The Bill also provides for incentives from Government to investors who establish health facilities in marginalised areas across the country.
Affluent private health institutions will be compelled to provide emergency health services to disadvantaged patients in a critical condition for 48 hours to stabilise the patient before they are sent to a Government hospital.
This is in line with Government’s new thrust of health for all through leaving no place and no one behind as envisaged by the Second Republic led by President Mnangagwa in its quest to have an upper middle class income economy by 2030, anchored by the National Development Strategy 1.
The Bill will soon be tabled in Parliament for debate and be passed with or without amendments.
Clause Six of the Bill empowers the Minister of Health and Child Care in consultation with the Minister of Finance and Economic Development to draw up incentives that could be conferred on those who set up a health centre in marginalised areas or for the benefit of any marginalised communities.
“The purpose of the incentives is to facilitate the procurement of essential medical equipment and drugs,” reads the Bill.
In line with the desire to comply with the Constitution which prohibits discrimination on the grounds of race, tribe, gender, place of origin among other factors, the Bill creates a new clause which prohibits discrimination against refusal of emergency medical treatment.
A private health institution will have to admit any patient who is suffering from a condition which causes an immediate danger to the life of the patient for a period of not less than 48 hours for the purpose of stabilising the patient before transferring him or her to a Government health institution which has the capacity to provide the required medical treatment. This will be required even if the patient is unable to afford treatment on the same terms and conditions as other patients admitted in the private health institution.
“The minister and the concerned private health institution may conclude or facilitate the conclusion of an agreement, for the recovery of all or a portion of costs of the treatment of the patients concerned whether from the patients or State, after consultation with the private health institution concerned.”
The Health Minister will also be able to request a private health institution to make available to any patient with a condition that is an immediate danger to the life of the patient or is a victim of a public emergency who was originally admitted to Government health institutions such specialist medical facilities as may be unavailable at the Government health institutions concerned.

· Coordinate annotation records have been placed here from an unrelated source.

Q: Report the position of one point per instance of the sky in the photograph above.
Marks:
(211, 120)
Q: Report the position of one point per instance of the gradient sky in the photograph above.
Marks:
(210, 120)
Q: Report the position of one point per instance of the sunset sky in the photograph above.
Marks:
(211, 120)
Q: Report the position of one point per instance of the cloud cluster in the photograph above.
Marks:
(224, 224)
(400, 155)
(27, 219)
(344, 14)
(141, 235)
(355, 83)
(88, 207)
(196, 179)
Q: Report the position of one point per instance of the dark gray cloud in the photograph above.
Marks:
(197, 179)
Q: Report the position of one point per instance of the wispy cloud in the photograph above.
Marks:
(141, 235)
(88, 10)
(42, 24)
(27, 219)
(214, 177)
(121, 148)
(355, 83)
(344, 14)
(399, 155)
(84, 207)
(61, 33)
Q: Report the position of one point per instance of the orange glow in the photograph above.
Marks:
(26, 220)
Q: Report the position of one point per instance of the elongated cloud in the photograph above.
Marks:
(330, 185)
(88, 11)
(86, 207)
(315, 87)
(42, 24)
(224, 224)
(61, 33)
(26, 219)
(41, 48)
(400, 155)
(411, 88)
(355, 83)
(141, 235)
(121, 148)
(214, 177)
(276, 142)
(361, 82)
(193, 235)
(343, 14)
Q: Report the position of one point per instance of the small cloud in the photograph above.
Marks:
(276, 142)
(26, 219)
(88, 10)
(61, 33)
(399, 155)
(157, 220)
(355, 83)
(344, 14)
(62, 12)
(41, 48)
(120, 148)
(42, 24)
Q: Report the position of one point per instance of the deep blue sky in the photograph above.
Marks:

Those who decline to give emergency treatment can be fined up to level 8 or jailed for up to a year.
Clause Three inserts a new section dealing with treatment and care for persons under arrest, detention or imprisonment.
Clause Four enjoins the minister to consult with health care providers when fixing the maximum fees and charges for Government and State-aided health institutions.
Another right conferred by the Bill is the right by a patient to participate in any decision affecting their health and treatment even if they lack the legal capacity to give the informed consent required.